Los atributos del chakra Manipura son simbolizados por la capacidad de la serpiente de tragar y digerir grandes cantidades de alimentos, en todas las formas y tamaños. En Bhujangasana, la región abdominal se mantiene en firme contacto con la tierra y proporciona el apoyo y fuerza para toda la postura. Esto estimula este centro de conciencia, y promueve el fuego físico y digestivo.

Bhujangasana, además, actúa como una olla exprés, empujando la energía en la espina dorsal cada vez con mayor presión. A medida que se desarrolla la postura, la presión alcanza swadhisthana, el chakra sexual, que es el almacén de los patrones arquetípicos profundos de la mente humana.

En todos los niveles, vértebra por vértebra, chakra por chakra, la presión aumenta, hasta que la fuerza se acumula en Muladhara o chakra raíz.

Entonces, cuando la posición se libera y la columna vertebral se relaja, la energía se pone en marcha de manera ascendente por la columna vertebral para despertar los centros superiores.

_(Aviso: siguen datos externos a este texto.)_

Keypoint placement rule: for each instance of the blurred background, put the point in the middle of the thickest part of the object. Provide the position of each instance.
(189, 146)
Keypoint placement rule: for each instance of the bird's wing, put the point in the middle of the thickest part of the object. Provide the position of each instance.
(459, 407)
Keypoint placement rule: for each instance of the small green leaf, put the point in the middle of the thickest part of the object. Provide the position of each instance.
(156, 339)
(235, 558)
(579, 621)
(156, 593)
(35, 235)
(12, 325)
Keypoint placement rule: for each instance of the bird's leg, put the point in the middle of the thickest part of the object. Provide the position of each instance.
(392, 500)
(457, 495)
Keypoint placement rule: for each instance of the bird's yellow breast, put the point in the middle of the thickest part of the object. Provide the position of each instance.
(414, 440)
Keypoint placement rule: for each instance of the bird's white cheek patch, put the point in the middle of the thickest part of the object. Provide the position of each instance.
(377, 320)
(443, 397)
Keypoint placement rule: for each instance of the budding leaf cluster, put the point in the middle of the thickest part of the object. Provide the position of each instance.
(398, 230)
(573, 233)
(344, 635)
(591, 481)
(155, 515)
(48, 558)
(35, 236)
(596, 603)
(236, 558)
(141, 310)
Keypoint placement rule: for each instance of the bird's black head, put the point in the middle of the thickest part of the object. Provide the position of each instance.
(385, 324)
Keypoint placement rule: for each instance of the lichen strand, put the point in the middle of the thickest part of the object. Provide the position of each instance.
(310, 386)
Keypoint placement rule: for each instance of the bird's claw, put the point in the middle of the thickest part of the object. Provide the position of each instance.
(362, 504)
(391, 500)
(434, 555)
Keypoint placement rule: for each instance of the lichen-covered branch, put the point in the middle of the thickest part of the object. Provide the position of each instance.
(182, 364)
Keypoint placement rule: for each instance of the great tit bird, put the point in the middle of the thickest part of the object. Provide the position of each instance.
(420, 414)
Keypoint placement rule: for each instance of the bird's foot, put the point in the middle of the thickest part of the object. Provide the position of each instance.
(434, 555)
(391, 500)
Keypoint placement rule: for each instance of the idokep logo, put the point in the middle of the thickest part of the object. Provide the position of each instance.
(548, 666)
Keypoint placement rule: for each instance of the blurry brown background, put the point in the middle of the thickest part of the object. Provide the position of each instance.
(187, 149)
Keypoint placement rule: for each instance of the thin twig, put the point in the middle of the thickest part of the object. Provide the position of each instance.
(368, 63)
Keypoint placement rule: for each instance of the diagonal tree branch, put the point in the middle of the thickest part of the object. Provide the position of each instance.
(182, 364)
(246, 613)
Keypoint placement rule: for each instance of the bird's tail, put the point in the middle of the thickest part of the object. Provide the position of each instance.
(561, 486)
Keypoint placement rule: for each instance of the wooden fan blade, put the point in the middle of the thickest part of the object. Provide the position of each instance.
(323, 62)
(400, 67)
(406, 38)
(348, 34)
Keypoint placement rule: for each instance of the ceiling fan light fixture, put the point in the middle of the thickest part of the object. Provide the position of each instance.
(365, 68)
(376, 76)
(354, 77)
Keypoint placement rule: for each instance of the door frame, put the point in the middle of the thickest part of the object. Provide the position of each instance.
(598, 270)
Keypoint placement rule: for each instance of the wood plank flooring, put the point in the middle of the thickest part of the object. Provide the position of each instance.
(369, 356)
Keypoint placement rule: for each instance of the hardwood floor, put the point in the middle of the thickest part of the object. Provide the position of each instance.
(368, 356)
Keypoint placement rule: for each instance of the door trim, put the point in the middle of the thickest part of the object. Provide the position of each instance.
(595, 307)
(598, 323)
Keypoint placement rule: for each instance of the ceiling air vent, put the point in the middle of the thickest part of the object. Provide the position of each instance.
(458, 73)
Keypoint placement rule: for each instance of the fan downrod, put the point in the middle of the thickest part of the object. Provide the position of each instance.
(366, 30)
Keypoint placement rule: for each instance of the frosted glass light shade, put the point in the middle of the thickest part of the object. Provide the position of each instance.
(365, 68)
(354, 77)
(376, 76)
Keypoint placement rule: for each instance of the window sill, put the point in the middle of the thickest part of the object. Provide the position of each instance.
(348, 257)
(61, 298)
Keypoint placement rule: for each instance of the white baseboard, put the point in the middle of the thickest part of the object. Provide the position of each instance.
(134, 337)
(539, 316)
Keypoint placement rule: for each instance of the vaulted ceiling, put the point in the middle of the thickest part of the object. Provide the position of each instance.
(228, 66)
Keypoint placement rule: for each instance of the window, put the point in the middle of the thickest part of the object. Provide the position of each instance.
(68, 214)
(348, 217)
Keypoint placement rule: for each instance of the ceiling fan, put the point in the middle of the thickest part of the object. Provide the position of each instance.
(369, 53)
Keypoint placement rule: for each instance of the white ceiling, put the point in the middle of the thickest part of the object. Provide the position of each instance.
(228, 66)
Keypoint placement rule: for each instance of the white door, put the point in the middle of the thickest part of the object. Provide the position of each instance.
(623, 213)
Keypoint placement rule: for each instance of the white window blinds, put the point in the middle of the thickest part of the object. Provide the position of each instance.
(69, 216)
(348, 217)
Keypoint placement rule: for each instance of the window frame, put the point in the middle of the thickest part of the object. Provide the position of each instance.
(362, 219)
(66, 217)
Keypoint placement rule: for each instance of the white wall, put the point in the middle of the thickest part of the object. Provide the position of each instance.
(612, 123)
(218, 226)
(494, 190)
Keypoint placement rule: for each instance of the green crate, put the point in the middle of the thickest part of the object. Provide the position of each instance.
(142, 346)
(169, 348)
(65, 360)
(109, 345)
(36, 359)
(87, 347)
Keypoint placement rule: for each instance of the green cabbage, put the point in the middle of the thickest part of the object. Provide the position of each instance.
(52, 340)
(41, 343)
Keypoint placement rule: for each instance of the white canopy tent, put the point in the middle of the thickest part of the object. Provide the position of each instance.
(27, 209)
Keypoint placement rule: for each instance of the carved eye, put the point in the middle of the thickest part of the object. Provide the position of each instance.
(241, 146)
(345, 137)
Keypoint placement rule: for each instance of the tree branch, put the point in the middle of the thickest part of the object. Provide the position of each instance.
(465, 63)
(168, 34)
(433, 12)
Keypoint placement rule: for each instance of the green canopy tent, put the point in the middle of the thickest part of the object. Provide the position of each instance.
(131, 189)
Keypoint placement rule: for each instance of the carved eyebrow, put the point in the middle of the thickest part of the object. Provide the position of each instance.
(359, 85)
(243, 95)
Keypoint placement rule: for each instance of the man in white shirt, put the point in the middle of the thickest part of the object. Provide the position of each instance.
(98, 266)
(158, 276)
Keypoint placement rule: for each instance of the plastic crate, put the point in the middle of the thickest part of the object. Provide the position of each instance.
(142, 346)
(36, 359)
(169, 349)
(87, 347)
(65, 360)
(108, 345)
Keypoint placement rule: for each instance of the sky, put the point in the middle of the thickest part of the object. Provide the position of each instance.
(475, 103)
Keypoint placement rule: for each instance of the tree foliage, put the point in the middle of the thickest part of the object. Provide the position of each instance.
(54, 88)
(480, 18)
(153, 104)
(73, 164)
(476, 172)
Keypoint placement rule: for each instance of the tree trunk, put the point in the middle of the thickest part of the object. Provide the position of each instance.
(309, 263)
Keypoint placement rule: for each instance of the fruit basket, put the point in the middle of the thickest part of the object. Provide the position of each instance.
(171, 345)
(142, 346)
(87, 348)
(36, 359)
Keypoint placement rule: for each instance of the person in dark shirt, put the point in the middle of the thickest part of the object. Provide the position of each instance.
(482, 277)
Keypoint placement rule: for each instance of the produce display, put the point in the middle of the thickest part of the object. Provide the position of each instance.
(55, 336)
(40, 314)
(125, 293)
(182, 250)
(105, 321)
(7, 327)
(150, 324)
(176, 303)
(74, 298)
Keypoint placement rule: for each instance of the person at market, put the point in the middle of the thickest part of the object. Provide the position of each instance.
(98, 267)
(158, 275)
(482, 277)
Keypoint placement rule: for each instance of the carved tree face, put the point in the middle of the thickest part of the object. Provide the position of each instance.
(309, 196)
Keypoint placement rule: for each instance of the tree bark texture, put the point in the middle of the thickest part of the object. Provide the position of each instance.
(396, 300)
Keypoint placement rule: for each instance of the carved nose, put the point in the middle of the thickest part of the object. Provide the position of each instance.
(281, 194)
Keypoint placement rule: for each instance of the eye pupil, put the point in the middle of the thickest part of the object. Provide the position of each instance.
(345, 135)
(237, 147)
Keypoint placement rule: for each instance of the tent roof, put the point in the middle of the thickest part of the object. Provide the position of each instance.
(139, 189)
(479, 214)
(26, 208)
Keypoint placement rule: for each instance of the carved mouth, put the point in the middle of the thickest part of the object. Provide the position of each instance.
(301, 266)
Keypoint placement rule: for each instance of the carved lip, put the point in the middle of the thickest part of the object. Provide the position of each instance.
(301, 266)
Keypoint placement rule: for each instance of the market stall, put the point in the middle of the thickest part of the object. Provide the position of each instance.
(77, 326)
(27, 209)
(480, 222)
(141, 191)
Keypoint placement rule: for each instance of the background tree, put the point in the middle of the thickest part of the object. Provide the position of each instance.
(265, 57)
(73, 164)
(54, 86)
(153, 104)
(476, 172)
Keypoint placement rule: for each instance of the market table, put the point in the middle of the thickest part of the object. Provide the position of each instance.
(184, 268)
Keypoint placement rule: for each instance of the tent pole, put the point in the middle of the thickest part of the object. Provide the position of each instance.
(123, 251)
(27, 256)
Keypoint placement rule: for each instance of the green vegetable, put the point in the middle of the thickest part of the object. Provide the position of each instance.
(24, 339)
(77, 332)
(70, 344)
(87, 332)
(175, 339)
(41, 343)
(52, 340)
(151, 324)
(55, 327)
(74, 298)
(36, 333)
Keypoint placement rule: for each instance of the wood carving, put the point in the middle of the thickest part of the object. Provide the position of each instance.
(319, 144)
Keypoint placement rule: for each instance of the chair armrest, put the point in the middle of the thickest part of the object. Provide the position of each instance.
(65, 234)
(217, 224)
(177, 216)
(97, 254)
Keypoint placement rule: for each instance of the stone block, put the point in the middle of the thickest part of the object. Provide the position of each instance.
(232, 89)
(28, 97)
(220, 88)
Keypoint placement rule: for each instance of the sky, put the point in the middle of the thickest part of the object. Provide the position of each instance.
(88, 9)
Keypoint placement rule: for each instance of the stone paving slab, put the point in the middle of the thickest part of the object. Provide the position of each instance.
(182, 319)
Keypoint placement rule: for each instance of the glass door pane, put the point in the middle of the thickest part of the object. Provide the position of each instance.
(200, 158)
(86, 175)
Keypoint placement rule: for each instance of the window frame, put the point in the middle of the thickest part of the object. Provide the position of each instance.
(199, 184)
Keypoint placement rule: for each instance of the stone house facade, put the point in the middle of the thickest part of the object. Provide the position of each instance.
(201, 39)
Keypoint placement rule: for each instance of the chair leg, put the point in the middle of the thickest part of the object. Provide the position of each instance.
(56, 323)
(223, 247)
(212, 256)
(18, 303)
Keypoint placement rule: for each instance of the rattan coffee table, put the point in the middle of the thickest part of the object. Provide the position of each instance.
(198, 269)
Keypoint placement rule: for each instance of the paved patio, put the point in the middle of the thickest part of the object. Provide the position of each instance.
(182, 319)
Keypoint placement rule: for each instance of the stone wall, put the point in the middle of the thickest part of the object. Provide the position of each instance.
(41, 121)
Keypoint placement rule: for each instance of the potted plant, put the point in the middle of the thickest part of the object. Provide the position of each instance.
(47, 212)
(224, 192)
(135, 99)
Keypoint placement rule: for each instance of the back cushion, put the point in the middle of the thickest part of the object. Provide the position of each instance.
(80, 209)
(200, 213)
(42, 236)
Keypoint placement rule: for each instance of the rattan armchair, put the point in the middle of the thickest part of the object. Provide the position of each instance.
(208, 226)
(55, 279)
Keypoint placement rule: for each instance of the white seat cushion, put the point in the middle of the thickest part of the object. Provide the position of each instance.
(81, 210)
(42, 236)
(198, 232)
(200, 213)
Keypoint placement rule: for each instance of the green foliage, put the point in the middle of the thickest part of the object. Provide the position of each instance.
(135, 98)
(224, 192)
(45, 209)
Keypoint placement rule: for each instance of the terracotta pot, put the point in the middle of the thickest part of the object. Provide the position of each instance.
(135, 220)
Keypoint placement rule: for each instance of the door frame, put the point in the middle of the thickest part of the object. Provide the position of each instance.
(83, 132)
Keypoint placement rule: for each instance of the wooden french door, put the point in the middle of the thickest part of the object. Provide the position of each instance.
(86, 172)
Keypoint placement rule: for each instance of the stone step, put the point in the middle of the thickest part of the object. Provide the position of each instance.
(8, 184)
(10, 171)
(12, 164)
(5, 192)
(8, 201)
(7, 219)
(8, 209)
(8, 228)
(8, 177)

Así es como se lleva a cabo lo que se indica en el Gheranda Samhita uno de los tres textos clásicos de Hatha Yoga: "Por la práctica de Bhujangasana, kundalini se despierta".

Transmutando los Venenos

Como consta en el Mahabharata, Indra, el rey de los dioses y señor del Cielo, había perdido su reino debido a la falta de respeto que mostró al sabio Durvasa.

Entonces se acercó al Señor Vishnú, que le aconsejó que buscara la ayuda de los demonios para batir el océano de leche (Sagar ksheer) para que él y los devas (dioses) pudieran participar del amrita (ambrosía) que los haría inmortales y los ayudaría a recuperar su reino perdido. De acuerdo con su consejo, los devas se acercaron a los demonios y todos estuvieron de acuerdo en batir juntos el océano de leche. Ellos buscaron la ayuda de la montaña Mandhara y la gran serpiente Vasuki para este fin. Vasuki, el dios serpiente, fue utilizado como la cuerda y Mandhara, como el palo de batir. Lo primero que salió del océano fue veneno (Halahala), el veneno mortal que Vusuki, había escupido de sus cien cabezas, y que amenazaba con hundir los mundos y destruirlos. Si bien nadie estaba dispuesto a aceptar el veneno, el señor Shiva se adelantó a aceptarlo. Él tragó y Parvathi, su consorte, que estaba de pie junto a él presionó su cuello, impidiendo que entrara a su estómago.

De este modo, el veneno permaneció allí hiriendo para siempre su cuello, pero sin subir ni a su mente ni bajar al estómago. El néctar de la inmortalidad, por supuesto, se les negó por un engaño de Vishnú, a los demonios y se distribuyó entre los dioses solamente volviéndolos inmortales... La serpiente, entonces, es el poderoso símbolo que recuerda nuestra habilidad para transmutar los miedos y obstáculos como hiciera Shiva en su garganta, a medida que avanzamos en el camino espiritual.